A couple of days spent in Glasgow would be more than enough to capture the local architecture and some of the museums and other a attractions. If you like pubs then you’ll be at home here and the restaurant scene is booming so you’ll be spoilt for choice. The good news is that Loch Lomond and/or Loch Katrine is an easy day out from Glasgow and there’s a great distillery (Glengoyne) less than 40 minutes from the city and a number of operators run minibus tours to here. At the end of your trip I suggest you give yourself a little more time in Edinburgh, there’s so much to see and do - and all easily walkable, so no need to worry about transport.
As other posters have commented on when the question gets asked, beyond Scotland’s so-called Central Belt (which links Glasgow and Edinburgh), direct trains will get you to most of the other bigger cities and towns but this will leave you in most instances in the city/town centres from where you need to pick up local buses or even taxis to get out and about to explore the surrounding countryside. All doable but needs extra planning.
Try getting in touch with www.culturalperspectives.co.uk.
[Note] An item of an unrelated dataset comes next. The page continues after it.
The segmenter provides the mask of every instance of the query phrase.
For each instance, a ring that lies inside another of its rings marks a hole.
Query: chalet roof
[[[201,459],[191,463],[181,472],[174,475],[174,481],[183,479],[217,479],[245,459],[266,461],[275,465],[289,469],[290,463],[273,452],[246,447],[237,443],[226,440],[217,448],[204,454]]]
They’re new and based in Glasgow I believe and specialise in small group, bespoke tours, mainly art and architecture which might not be your thing (too niche?) but I know they’ve taken folk from Glasgow and up through Glencoe and out to the islands of Mull and Iona.
Closer to Glasgow, the Isle of Arran is also feasible (direct train from Glasgow to Ardrossan, then 1hr CalMac ferry to Brodick). Not sure of local buses once on Arran which might limit your freedom but they have a brewery and distillery amongst the local attractions. That said, unless you’re planning some serious all day trekking (Goat Fell?) you’ll find enjoyable walks I’m sure, or you can hire bikes. There’s just one significant road that runs round the whole island and even here there’s often barely room for two cars to pass so no need to worry about traffic. As with most parts of rural Scotland dealing with traffic is rarely a problem; coming face to face with sheep blocking single-track roads can sometimes be an altogether different problem but it’s all part of the fun so Enjoy.